The headings and subheadings, which attract the respondent's eye
next, are short phrases that tell what each part of the questionnaire
is about.  They stand out in 12-point Universal bold and 11-point
Universal demi-bold or similar typefaces. 

Most of the questionnaire is text containing the instructions,
questions, and answer spaces.  Here, GAO usually uses 9-point or
10-point Times Roman, Baskerville, Press Roman, or similar type. 
These are clear, simple, easy-to-read, official-looking typefaces,
with good height-to-width ratios, and the 9-point or 10-point size is
large enough to read easily yet small enough to keep the
questionnaire from getting too bulky. 

Once respondents begin to answer the questions, they see the response
instructions.  These are short texts, usually in parentheses, that
tell how to answer--for example, "(Check one.)." Response
instructions are usually in an italicized version of the typeface
used for the text and are the same size.  Like the response
instructions, fill-in-the-blank instructions are in italics and
parentheses. 

After answering a question, the respondent is frequently directed to
another part of the questionnaire by instructions to "skip" or "go to
question .  .  .  ." These are usually in 9-point or 10-point bold
type.  The bold type emphasizes the skip instructions and this helps
reduce errors.  Occasionally, bold type is used to emphasize a key
point in a question or text, such as an important qualifier that
might be overlooked.  GAO prefers bold rather than underlining
because underlining stops eye movement and slows the respondent down. 

Next comes the response space--little boxes to check; a row, column,
or matrix box to fill in; or sometimes a line for the respondent to
write in information.  All little boxes for single-response
alternatives are left-justified or aligned to the left of the
response.  The use of square boxes yields fewer errors than circles
or other shapes, as does the left justification over right
justification, unless a row, column, or matrix format is used.  Rows
or columns or column-row matrixes are justified to the right, so that
they line up with the row and column headings.  Boxlines are used
instead of leaders because they guide the eye better.  All line work
should be a half point or 1 point in width.  The page looks too dense
if the lines are much thicker. 

The row headings are in the same type as the text.  Sometimes the
column headings are in Gothic or similar type.  Such typeface can be
squeezed more than most others without destroying the letter symmetry
of the word and without running the letters together, therefore not
interfering with readability.  Gothic typeface also reads well for
very short passages, but it does not work as well for long passages. 

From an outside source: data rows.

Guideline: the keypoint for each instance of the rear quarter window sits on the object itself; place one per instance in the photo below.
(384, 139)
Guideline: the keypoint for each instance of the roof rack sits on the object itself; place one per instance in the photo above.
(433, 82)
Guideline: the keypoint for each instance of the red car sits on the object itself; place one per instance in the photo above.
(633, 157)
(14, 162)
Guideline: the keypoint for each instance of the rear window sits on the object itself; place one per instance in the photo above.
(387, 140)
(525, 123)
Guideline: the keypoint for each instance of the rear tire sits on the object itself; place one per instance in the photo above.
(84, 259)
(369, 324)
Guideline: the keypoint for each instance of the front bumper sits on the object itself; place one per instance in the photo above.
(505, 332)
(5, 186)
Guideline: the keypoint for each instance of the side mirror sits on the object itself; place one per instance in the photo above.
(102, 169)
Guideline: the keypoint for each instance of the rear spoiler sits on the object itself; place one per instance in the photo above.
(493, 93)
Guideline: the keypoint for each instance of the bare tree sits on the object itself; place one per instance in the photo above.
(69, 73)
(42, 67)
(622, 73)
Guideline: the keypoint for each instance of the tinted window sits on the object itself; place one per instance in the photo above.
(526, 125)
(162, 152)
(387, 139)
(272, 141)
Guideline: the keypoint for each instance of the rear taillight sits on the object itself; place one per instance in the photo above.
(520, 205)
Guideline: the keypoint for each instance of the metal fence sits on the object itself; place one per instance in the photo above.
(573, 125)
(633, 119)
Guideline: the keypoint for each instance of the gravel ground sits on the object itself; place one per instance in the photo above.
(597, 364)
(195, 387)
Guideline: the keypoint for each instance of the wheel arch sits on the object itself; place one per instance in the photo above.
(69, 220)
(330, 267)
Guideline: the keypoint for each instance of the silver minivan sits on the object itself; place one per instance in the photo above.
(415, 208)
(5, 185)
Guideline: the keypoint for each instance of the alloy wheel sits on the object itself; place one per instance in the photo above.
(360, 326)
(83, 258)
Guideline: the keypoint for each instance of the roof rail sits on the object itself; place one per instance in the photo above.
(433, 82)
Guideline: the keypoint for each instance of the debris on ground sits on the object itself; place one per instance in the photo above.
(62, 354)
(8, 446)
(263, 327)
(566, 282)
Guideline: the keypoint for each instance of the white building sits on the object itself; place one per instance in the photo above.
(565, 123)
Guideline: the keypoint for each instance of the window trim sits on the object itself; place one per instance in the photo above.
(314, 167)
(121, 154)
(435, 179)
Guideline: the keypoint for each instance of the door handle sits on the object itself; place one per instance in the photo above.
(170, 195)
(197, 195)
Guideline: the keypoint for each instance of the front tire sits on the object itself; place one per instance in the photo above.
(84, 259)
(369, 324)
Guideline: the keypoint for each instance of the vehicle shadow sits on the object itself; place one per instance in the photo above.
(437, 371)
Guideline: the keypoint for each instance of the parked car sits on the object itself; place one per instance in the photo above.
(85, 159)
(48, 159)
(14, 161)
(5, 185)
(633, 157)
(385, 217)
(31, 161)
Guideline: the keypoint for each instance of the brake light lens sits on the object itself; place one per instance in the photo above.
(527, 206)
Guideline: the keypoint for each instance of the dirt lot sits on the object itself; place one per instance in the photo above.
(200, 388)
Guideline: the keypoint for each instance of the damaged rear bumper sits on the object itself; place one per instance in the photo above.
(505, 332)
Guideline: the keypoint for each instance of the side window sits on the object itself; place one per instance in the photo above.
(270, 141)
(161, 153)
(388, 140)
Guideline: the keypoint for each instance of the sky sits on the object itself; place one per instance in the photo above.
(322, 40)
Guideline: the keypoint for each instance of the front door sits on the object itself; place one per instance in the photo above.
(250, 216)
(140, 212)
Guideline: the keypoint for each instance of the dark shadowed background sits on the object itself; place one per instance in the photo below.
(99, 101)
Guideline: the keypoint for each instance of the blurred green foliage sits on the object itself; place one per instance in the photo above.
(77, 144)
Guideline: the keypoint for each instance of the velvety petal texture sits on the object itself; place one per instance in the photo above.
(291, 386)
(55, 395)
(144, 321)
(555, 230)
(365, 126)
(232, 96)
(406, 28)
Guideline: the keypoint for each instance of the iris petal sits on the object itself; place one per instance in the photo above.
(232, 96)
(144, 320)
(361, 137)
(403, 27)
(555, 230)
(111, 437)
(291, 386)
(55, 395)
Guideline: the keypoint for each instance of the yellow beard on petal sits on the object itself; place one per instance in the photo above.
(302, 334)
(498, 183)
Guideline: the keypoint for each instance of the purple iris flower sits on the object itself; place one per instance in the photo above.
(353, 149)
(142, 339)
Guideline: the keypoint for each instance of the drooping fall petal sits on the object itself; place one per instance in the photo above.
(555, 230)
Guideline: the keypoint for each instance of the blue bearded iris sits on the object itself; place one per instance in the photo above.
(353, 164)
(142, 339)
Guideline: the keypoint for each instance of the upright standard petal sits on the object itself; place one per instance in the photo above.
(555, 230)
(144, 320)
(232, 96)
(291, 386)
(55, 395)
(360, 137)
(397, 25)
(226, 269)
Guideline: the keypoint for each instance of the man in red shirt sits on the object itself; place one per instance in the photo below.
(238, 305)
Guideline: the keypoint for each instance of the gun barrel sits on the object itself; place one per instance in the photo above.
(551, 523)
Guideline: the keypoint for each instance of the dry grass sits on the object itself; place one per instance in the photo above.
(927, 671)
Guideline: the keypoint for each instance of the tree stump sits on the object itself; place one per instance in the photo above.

All questions and response alternatives are numbered rather than
lettered.  These numbers double as codes for information field
identifiers for use in data reduction. 

Tiny numbers in parentheses to the right of the questions tell the
keypunch operator what column to punch in tabulating responses. 
These column codes are in 5-point or 6-point Gothic italics or
similar type.  They are not big enough to distract the respondent nor
are they too small for the keypunch operator to read. 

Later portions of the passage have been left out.